Slightly less restrictive copyleft licenses (called weak copyleft) only apply these restrictions to modifications to the borrowed work, but not to code that relies on the original without modifications — and may also relax the requirement to redistribute source code. The GNU Lesser General Public License (LGPL) and the Mozilla Public License are examples of weak copyleft.

Creative Commons licenses come in a wide variety of options, so you’ll need to inspect the details of each license. If a license includes the ShareAlike condition, then it is considered copyleft because derivative works, if allowed, must be licensed under identical terms. Some variants exclude commercial use entirely or specify that derivative works are not allowed.

When researching Elance, I found it interesting to discover that the contract that Elance provides between clients and providers specifically excludes the GPL and the LGPL from any background technology included in the engagement. California, which officially welcomed open source usage as a cost-cutting measure, states in Item 9 of its definition of Open Source Software that is acceptable for state projects “License must not contaminate other software.”

Copyfree licenses
A number of software licenses do not impose such restrictions on reuse, as long as certain easy conditions are met (usually attribution). These licenses are called copyfree, because you are free to copy the material and use it as you see fit. The author retains copyright and expects to receive credit for the original work, but not much else. Unlike with copyleft licenses, derivative works are not required to be licensed under the same or compatible terms, though the original material retains its original license.

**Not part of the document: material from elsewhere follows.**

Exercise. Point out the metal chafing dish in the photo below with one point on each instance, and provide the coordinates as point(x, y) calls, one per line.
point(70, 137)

Some of the more popular copyfree licenses include the BSD, the Apache, and the MIT/X11 licenses. For my published works, I prefer the Open Works License (OWL) for its simplicity and broad applicability.
Public domain
If software has been released into the public domain, then the author retains no rights to it, and you are free to reuse it or derive works from it. One Creative Commons license, CC0, mimics the public domain. It explicitly relinquishes copyright protections even when they are automatic (as in the United States).

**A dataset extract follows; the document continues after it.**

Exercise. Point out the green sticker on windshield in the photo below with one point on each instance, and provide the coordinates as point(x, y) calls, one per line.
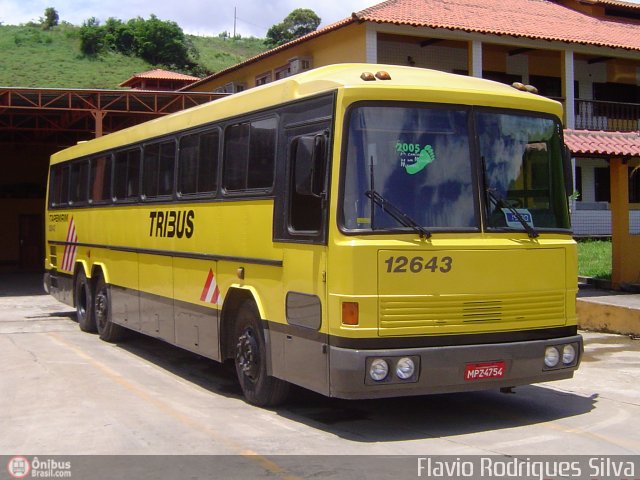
point(413, 157)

Your client’s copyright and license

No matter how software is or isn’t licensed, though, if it wasn’t created by someone who yielded copyright to you or your client, then your client may not be able to exercise copyright over it or enforce their own license. If your client is a proprietary software vendor, that may be enough of an objection to prevent you from reusing copyfree or even public domain software in their projects.

What constitutes reuse?

Copying source code in whole or in part falls under the term reuse; modifying source code makes it a derivative work. But it can still be confusing to know how different it has to be to be considered original. For instance, if within a copyleft-licensed source you observe a clever optimization for a widely understood algorithm, are you free to adapt the principle behind that optimization to your own implementation? In general, I think the answer is yes, as long as you don’t just copy and tweak it — copyright protects the expression of ideas, not the ideas themselves — but that may be a case for the lawyers to approve, and I’m not a lawyer.

Poll, acknowledgement, and legal disclaimer

Justin James recently posted a poll on this subject in TechRepublic’s Programming and Development blog. If you haven’t already, go vote.

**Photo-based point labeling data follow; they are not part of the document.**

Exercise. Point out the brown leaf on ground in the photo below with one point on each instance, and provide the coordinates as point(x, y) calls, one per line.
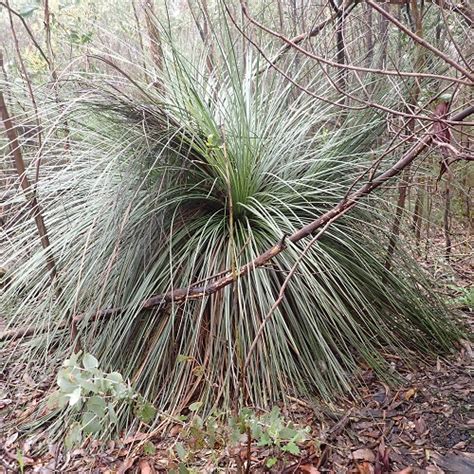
point(126, 465)
point(365, 468)
point(309, 469)
point(145, 467)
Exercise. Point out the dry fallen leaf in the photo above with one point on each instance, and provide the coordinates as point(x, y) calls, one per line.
point(126, 465)
point(145, 467)
point(365, 468)
point(309, 469)
point(409, 393)
point(363, 454)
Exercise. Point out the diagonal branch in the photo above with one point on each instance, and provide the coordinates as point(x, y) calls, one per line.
point(352, 67)
point(420, 40)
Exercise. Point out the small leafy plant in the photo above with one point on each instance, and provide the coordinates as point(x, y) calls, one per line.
point(270, 429)
point(93, 397)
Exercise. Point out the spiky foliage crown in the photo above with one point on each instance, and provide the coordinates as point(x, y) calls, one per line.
point(169, 185)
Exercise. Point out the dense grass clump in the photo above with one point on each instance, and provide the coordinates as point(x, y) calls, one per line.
point(172, 184)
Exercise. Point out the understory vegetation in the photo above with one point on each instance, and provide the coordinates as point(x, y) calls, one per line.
point(164, 164)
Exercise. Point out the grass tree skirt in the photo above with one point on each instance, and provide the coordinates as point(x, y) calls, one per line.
point(152, 188)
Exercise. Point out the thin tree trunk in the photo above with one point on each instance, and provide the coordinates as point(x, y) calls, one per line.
point(418, 211)
point(155, 40)
point(447, 217)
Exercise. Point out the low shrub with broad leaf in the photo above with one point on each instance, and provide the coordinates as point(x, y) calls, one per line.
point(92, 398)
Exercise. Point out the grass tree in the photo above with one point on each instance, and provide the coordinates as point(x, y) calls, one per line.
point(164, 187)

Many thanks to Chad Perrin for his review and suggestions on this article.

Disclaimer: I am not a lawyer, nor have I ever played one on TV. If you’re uncertain about how to protect your code, be sure to talk to a lawyer.

Have you used open source code in solutions that you provide to clients? Were the legal implications discussed at all? Based on what you’ve read here, do you think you need to review past usage of open source software in your clients’ projects?